Civil Litigation At Its Worst

A Monday decision by the Colorado Supreme Court, decided by a 4-2 margin, over whether a sanction for discovery violations and related misconduct by lawyers in civil litigation was too harsh (the majority ruled that it was), nicely illustrates what civil litigation looks like when the pre-trial process gets ugly, despite (or perhaps because of the fact) that the underlying case was a fairly low stakes affair. The damages sought in the case had a principal amount of about $23,000 (the dividing line between the limited jurisdiction county court and the general jurisdiction district court is $15,000) in what appeared to all of the judges involved at trial and on appeal, to be a relatively simple case with only a few couple of seriously disputed facts.

While the ruling was highly fact specific and hence has only modest precedential application, appellate rulings on pre-trial procedure are rare, so the impact may be disproportionate.

No one on the Colorado Supreme Court believed that sanctions of some kind were not justified in the case, but the Court stuggled with how to balance deciding the case on the merits whenever possible with the desire to give trial judges enough authority to encourage lawyers and their employers not to behave badly.

While the case was won by the side receiving the harsh sanction, one has to question whether the win was worth the fallout involved in being identified as someone who behaved badly in pre-trial litigation in a publicly reported Colorado Supreme Court decision, which amounts to the moral equivalent of a public reprimand, to that lawyer, who will still probably end up paying the monetary sanction that was upheld, will still probably get stiffed on the client's bill in the case, and may still experience retaliation from judges and opposing counsel who might otherwise not have been aware of the incident in future cases.

Also, while the trial judge's sanction relating to the merits of the underlying case was not upheld on appeal, that same trial judge will preside at trial if the case goes to trial, and going to trial before an unhappy judge who has wide discretion on many matters is rarely a desirable propect for a client or that client's lawyer.

In the same shoes (and I am not in the same shoes), I would probably have simply agreed to indemnify the client for any losses suffered in this relatively a low stakes case by an unfavorable ruling on the merits as a discovery sanction.
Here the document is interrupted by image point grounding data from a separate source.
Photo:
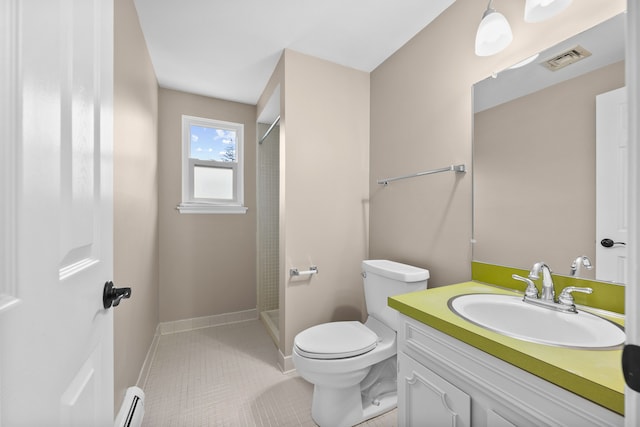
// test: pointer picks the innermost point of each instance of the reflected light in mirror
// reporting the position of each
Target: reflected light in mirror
(540, 10)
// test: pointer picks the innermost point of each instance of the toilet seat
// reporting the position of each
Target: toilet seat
(335, 340)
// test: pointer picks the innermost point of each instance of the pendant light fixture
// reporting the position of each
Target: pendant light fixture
(494, 32)
(540, 10)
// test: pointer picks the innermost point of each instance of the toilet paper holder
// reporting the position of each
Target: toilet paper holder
(295, 272)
Indeed, the basic premise behind to adversary system in civil litigation, which makes less sense in criminal litigation where malpractice settlements rarely make a defendant whole, is that money paid in a malpractice suit, or under the threat of a malpractice suit, from an attorney who is probably not judgment proof, allows a client to be made whole, even when the client is punished by a judge for a mistake or misconduct that is really the client's lawyer's fault.